The Vatican has released no details of the agenda of the talks. But correspondents say that the Roman Catholic Church also sees the meeting as an event of exceptional importance and as a confirmation of the Pope's desire for dialogue with Islam. The Pope is expected to press Khatami to allow Iran's small Christian community more freedom as well as to criticize Iran's record on human rights.

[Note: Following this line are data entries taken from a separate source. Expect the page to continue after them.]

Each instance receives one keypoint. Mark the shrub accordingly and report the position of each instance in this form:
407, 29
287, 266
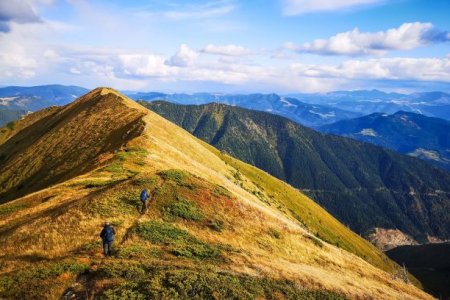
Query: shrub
10, 208
184, 209
36, 282
183, 244
221, 191
159, 232
127, 291
315, 240
122, 269
216, 225
179, 177
274, 233
137, 251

The U.S. is watching the Iranian leader's visit to Italy closely, but has not criticized it. U.S. State Department spokesman James Rubin said yesterday that the U.S. goal is to support Iran's reintegration into the international community, but Tehran must first change policies that, he said, support terrorism and seek to acquire nuclear weapons. Rubin also said Washington expects Italian government leaders to express these same concerns to Khatami. The U.S. broke diplomatic ties with Tehran after Iranian revolutionaries took U.S. diplomats hostage in 1979, and has never restored them.

Iranian opposition groups and their Italian supporters today are demonstrating in Rome against Khatami's visit. News reports say that at least 3,000 people protested his visit to the Italian parliament, accusing Khatami of being a front-man for an autocratic regime.

The Iranian President is scheduled to continue his drive to build closer ties to Western Europe with a state visit to France in early April.